I have 6 node cluster. Each node is a bare metal machine with 24 core and 256 GB RAM and 10 Gbps Network running on CentOS 7.4.1708 (Core) (kernel 4.14.0-1.el7.elrepo.x86_64).
Aerospike config :
service {
user root
group root
paxos-single-replica-limit 1 # Number of nodes where the replica count is automatically reduced to 1.
pidfile /var/run/aerospike/asd.pid
#service-threads 24
#transaction-queues 24
transaction-threads-per-queue 4
proto-fd-max 30000
transaction-pending-limit 0
auto-pin cpu
}
logging {
# Log file must be an absolute path.
file /var/log/aerospike/aerospike.log {
context any info
}
}
network {
service {
address int4
port 3000
access-address int4
}
heartbeat {
# mode multicast
# address 224.0.0.116 # 239.1.99.222
# port 9918
mode mesh
port 3002
mesh-seed-address-port ....
mesh-seed-address-port ....
...
...
...
...
interval 150
timeout 10
}
fabric {
address int4
port 3001
}
info {
port 3003
}
}
namespace test {
replication-factor 2
memory-size 1G
default-ttl 30d # 30 days, use 0 to never expire/evict.
storage-engine memory
}
#production namespace
namespace Production {
replication-factor 2
memory-size 242G
default-ttl 0 # 30 days, use 0 to never expire/evict.

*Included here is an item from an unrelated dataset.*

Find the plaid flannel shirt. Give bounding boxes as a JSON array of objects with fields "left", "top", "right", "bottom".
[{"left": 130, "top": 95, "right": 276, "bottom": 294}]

high-water-disk-pct 50 # How full may the disk become before the
# server begins eviction (expiring records
# early)
high-water-memory-pct 85 # How full may the memory become before the
# server begins eviction (expiring records
# early)
stop-writes-pct 90 # How full may the memory become before
# we disallow new writes
partition-tree-sprigs 4096
partition-tree-locks 256
# storage-engine memory
storage-engine device {
#device /dev/sdb1
#data-in-memory false
file /opt/aerospike/data/prod.data
filesize 1000G # 8 times of RAM
data-in-memory true
#write-block-size 128K # adjust block size to make it efficient for SSDs.
# largwst size of any object
}
}
Total load (in TPS) -
Read: 120-250K
Batch_read : 300-400K
Write: 4-10K (peak 80K)
UDF: 500-1000
Queries: 60-80
Cluster Info:
Aerospike server version: 3.12.1.3
Master Object count: ~ 2B
RAM uses per node: ~ 60%
There are multiple clients (Mostly latest Go client) that read and write. I have noticed that sometimes latency goes high (asloglatency tool and on client side stats) and after sometimes(few hours) it comes down to normal without any change. I have checked TPS during that time but it seems independent of it. I couldn’t find anything in logs.
how should I find the root cause? This happens a couple of time every week with no time/load pattern (At least I have not observed any till now). Please suggest.